# New Car.



## TxBuilder (Oct 6, 2009)

Looking at getting a new car. Well the wife is looking to get a new car. Anybody have any suggestions? I own a Jeep and that's not going anywhere and when I offered to find her one she laughed. Only stipulation is no more jeeps.


----------



## Huh? (Oct 6, 2009)

Honda, can't go wrong with a honda.


----------



## travelover (Oct 6, 2009)

Look at a Ford Fusion. Great handling and performance, high quality and designed and made in North America.


----------



## Plumbing And Lighting (Oct 12, 2009)

I haven't had the chance to see one yet, but my brother really likes the new Dodge Charger


----------



## andybell (Nov 13, 2009)

Why you are not apply for ferrari enzo luxurious and aristocrats  car.


----------



## Alexa (Nov 17, 2009)

Huh? said:


> Honda, can't go wrong with a honda.



So true^^^^


----------



## Nestor_Kelebay (Nov 17, 2009)

Do they sell the Smart Car in the USA?







"Smart" is a subsidiary of Mercedes Benz, and the Smart Car is made in Mercedes Benz factories by Mercedes Benz employees for the Smart Car Company.  It has a 3 cylinder diesel engine with a 5 speed automatic transmission and gets over 50 miles per gallon on the highway (although it's really meant only for city driving).  You don't feel like you're in a small car when you're inside it because it has about the same amount of interior room for two adults as the front seat of any other car.  You only notice you're in a motorized shopping cart when you see yourself in the reflection of a store window.

The passenger side seat folds down flat and the doors are very large so that you can actually fit a lot into this little car if you need to move a lot of stuff.

They're becoming VERY popular here in Winnipeg, and the people I've talked to that own them really like them.  Also, they can handle our winters very well from what I can see.

It's got a surprisingly good crash test safety rating for a seriously small car.






I don't know if the engine is in the front or the back.  The $19,000 price tag is in Canadian dollars.


----------



## oldognewtrick (Nov 17, 2009)

The tire on my truck weighs more than that little thing.


----------



## travelover (Nov 17, 2009)

They sell a gasoline version of the Smart Car in the US. It uses premium fuel and doesn't get _that_ great gas mileage, so it hasn't been a roaring hit, given the selling price and what you give up in creature comforts.

Cute, though.


----------



## oldognewtrick (Nov 19, 2009)

TX, what about a duece and a half. You can get one in pretty good shape for under $2,000.00 from the govt liquidation site. It will go anywhere, runs on any combustible fuel and you can carry anything you would ever want.
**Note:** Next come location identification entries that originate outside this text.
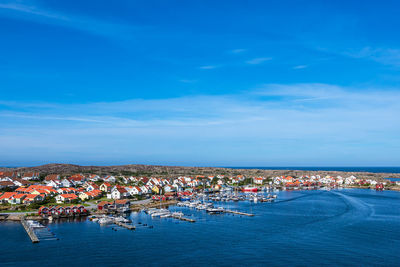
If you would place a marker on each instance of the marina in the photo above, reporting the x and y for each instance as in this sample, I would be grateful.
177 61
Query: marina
311 224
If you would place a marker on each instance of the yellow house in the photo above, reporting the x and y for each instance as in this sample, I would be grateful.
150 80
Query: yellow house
156 189
105 187
83 196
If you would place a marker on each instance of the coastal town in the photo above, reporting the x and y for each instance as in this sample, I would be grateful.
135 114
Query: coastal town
32 191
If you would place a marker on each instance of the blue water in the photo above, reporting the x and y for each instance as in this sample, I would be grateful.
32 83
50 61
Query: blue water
344 169
350 227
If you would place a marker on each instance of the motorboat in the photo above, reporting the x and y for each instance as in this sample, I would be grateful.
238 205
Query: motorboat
105 220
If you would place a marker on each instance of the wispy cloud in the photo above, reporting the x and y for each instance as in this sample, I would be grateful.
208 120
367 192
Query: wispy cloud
208 67
35 12
276 121
238 51
259 60
299 67
383 55
187 81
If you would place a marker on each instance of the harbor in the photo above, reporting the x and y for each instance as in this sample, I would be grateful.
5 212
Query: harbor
324 220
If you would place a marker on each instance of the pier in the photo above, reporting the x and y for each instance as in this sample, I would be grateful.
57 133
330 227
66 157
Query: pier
125 225
182 218
29 231
239 213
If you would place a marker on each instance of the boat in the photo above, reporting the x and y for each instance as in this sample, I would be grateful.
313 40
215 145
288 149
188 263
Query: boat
250 189
34 224
215 210
177 214
105 220
122 219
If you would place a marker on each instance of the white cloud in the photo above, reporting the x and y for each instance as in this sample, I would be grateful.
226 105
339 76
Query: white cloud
238 51
386 56
259 60
298 67
44 15
276 121
187 81
208 67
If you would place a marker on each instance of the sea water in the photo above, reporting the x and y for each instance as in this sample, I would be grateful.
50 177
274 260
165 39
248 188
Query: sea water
349 227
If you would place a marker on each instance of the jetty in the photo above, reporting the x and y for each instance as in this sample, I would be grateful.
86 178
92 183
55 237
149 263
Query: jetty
238 213
182 218
125 225
29 231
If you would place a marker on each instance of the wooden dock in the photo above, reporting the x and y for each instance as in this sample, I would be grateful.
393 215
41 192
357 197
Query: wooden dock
183 218
29 231
124 225
239 213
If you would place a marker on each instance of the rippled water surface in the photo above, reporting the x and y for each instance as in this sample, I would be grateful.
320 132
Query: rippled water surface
350 227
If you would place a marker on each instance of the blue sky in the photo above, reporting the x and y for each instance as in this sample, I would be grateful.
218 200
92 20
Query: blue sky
205 83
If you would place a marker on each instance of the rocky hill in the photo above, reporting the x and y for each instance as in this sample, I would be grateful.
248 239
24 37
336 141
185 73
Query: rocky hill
173 171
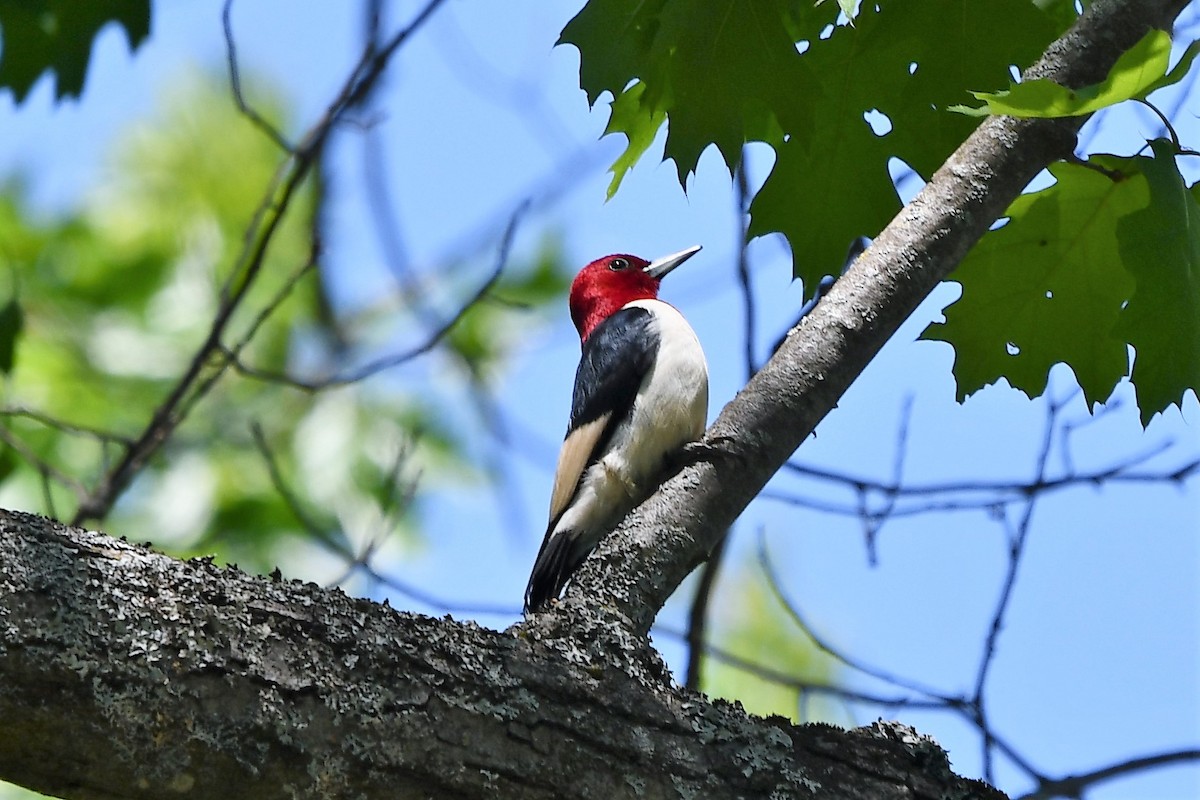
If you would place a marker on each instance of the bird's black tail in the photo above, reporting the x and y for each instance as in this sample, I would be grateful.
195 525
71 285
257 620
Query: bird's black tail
556 563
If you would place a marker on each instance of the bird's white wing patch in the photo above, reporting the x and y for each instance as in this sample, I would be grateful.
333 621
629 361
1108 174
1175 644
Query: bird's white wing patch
573 458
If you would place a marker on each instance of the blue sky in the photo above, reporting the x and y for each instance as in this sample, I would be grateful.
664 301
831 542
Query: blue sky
1099 659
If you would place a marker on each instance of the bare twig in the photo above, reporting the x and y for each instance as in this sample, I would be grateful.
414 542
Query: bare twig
259 235
235 85
395 359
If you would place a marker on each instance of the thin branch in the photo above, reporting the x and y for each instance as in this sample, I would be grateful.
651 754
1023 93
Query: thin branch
395 359
1073 786
697 613
259 235
235 85
63 426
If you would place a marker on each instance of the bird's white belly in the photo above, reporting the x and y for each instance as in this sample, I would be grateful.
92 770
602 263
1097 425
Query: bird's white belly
670 410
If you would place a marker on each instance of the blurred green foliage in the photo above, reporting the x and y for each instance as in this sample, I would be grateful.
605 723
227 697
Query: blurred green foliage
108 305
757 629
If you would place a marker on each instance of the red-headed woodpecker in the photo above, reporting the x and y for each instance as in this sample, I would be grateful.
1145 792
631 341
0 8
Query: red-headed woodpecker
641 392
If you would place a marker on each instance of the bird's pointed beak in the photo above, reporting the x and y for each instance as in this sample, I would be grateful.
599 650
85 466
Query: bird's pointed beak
660 266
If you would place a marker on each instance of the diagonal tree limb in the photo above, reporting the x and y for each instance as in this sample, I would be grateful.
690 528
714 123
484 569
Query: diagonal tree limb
130 674
670 534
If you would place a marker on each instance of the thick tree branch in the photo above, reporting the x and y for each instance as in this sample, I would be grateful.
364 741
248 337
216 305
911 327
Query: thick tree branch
676 529
129 674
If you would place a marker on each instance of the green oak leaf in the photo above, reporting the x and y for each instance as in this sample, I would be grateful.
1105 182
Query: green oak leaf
1137 73
1161 246
724 72
639 122
40 36
887 62
1049 286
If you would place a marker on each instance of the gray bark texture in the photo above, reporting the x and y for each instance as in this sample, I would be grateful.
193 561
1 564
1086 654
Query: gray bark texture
130 674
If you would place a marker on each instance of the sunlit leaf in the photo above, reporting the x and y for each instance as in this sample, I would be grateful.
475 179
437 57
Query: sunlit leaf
1161 247
1048 287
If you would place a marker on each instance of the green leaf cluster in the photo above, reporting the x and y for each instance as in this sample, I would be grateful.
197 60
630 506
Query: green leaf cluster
55 37
757 629
1105 258
725 72
103 308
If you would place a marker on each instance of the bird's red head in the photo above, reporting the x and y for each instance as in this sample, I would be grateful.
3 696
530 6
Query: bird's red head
607 283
...just a thought. I sure want one...


----------



## Nestor_Kelebay (Nov 19, 2009)

What's a "duece and a half"?

Is that a military personnel transport vehicle?

How can it run on ANY combustible fuel?  Would that include diesel, gasoline AND propane?


----------



## oldognewtrick (Nov 19, 2009)

View attachment 1533
 This is a duece and a half. Runs on any liquid, combustible fuel. The ultimate go anywhere vehicle.


----------



## rebecca16 (Nov 19, 2009)

hi
you did not say your budget for the car. i personally feel Honda is best, they are reliable and maintenance free.
their look is also good. they have good service too.


----------



## mudmixer (Nov 20, 2009)

A one or two year old Nissan Altima or Maxima can be a great buy if you can find one.

The new Ford products are great as are the newer used upscale models. Since Ford is not under the government "bail-out" requirements they have more flexibility and can do what seems to be the most sensible, as demonstrated by outselling everyone (including Toyota) in the "cash for clunkers" program since they had an inventory of the right cars for the public needs.

Forget about Chrysler if you are interested in resale. the entire product line will change creating obsolescence of existing inventories except for the throw-back muscle car image.

I have a 1999 Jimmy 4wd with everything and my wife has a "cousin" 2000 Blazer 4wd that serve us perfectly that are "bulletproof" with proper maintenance and we do not want to change, but lets me dream and shop without committing. - If I had my choice. I would go for an Audi R8 Quattro twin turbo, but the idea of putting down a deposit for a car to be delivered in two or more years does not seem logical.


----------



## TxBuilder (Nov 20, 2009)

2 and a half ton truck is an awesome idea. I decided to sit back for a little bit. See if the government is going to do another cash for clunkers program. That would make my life easier.


----------



## slownsteady (Nov 27, 2009)

Not sure if you all-wheel-drive in 78666. But I've had Honda Toyota & Subaru in recent years - liked them all.  Fusion 2010 is a Consumer Reports top pick. And I drove the new Ford Taurus recently; nice ride and very well equipped - backup sensor, side view blind spot sensors, LOTS of cup holders...


----------



## frozenstar (Dec 23, 2009)

I agree that Honda cars are really good.  I also prefer BMW or an Audi.


----------



## mudmixer (Dec 23, 2009)

How about an Audi R8 Quattro Twin turbo sedan?

Quieter than a Mercedes, out-handles and outstops a Mercedes or BMW, gets good mileage and has a top speed of 185 (limited by the governor). The only problem is the price and very limited availability (months or years) since these type of cars are for demonstration (not high production) of what can be done.

Dick


----------



## TxBuilder (Dec 23, 2009)

How about a solid gold car? I'm not made of money!


----------



## slownsteady (Dec 30, 2009)

So? What did you end up with??


----------



## TxBuilder (Dec 31, 2009)

Nothing yet. It's going to be reconsidered in the new year. We have an old clunker that the wife drives. I was hoping for another cash for clunkers program.


----------